Let $\ell^2 = \{x= (x_1,x_2,x_3,\ldots): x_n\in \mathbb C\text{ and } \sum_{n=1}^\infty |x_n|^2 < \infty\}$
and $e_n \in \ell^2 $ be the sequence whose $n$-th element is $1$ and all other elements are $0$.
Equip the space with $\ell_2$ with the norm $$\|x\| = \left(\sum_{n=1}^\infty |x_n|^2\right)^{1/2}$$
Then the set $S=\{e_n : n \geq 1\}$ is
closed;
bounded;
compact;
and the sequence $s=(e_n)_{n\geq 1}$ contains a convergent sub-sequence.
On
Every pair of orthonormal vectors $e_i\neq e_j$ has distance precisely $d(e_i,e_j)=\sqrt{2}$.
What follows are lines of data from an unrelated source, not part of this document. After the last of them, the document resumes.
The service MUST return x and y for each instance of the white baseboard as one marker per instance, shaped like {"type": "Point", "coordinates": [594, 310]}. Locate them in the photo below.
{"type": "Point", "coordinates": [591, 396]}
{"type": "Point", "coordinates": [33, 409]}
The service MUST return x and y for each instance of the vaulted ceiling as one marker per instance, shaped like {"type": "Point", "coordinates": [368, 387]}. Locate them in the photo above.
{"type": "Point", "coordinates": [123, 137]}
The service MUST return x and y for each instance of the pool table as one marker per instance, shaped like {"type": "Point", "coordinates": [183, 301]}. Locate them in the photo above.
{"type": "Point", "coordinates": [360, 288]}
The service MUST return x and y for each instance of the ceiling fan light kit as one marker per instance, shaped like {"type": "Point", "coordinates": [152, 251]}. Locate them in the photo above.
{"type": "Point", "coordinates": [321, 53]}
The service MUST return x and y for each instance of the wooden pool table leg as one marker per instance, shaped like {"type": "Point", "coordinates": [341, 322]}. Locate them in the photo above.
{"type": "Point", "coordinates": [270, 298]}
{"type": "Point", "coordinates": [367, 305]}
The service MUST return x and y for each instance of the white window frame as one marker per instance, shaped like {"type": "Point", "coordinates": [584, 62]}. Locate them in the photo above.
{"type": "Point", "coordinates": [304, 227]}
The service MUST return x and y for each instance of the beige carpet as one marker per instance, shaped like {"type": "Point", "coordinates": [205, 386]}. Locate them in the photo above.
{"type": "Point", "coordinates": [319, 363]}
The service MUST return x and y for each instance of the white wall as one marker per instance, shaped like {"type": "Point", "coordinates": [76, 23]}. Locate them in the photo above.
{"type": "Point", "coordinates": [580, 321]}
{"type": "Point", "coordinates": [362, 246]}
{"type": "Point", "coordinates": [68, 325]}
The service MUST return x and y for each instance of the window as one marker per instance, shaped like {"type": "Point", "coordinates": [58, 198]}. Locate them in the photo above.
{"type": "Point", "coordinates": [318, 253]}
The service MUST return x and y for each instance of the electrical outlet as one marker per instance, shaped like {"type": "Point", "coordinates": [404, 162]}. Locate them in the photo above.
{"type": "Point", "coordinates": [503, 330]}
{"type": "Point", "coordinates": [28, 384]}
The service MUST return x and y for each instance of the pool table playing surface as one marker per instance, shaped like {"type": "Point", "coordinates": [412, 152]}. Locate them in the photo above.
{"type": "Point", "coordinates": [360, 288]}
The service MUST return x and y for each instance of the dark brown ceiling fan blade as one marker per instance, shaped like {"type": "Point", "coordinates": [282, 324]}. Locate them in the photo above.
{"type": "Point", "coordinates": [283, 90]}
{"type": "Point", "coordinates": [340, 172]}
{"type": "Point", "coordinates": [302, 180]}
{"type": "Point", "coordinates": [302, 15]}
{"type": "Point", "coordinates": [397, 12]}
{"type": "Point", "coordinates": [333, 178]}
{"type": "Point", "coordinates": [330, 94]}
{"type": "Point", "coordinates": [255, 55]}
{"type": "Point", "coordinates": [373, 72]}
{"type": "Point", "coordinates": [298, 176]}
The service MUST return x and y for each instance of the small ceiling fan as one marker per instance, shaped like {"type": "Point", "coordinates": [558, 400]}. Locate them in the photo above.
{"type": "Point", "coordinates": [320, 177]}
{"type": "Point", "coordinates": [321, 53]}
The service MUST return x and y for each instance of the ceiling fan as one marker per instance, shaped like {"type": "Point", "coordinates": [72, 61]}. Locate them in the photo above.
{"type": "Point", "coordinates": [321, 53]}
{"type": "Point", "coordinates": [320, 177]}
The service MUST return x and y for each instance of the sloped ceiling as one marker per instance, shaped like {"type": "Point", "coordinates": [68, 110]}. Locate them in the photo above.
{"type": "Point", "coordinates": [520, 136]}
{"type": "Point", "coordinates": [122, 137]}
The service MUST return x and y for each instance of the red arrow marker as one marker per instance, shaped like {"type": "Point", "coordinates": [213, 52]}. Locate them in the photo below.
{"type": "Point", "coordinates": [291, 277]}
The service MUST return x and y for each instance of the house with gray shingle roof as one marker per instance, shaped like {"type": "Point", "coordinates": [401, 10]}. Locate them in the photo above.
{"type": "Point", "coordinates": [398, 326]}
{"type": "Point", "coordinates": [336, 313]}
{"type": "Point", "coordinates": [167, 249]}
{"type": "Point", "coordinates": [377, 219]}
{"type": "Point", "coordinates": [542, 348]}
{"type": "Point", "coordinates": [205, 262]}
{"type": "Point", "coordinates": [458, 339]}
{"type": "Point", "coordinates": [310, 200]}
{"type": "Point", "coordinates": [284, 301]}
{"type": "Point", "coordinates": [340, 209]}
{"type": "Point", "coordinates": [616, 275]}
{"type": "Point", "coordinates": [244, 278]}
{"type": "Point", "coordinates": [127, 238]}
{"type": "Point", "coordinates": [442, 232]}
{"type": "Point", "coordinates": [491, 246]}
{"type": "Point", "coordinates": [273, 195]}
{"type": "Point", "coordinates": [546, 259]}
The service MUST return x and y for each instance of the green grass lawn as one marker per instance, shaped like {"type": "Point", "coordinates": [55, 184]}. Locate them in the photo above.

So $S$ is closed as it contains only isolated points, it is bounded as all its elements have norm one, it is not compact as it contains infinitely many isolated points, it contains a convergent subsequence the constant ones?!
My answer: only 2 is true. It is not closed as $\lim e_n$ does not exist. It is bounded as $||e_n||=1$ It is not compact as one can not find a finite sub-cover containing S. Neither does it contain a convergent subsequence as $\lim e_{n_k} $ does not exist.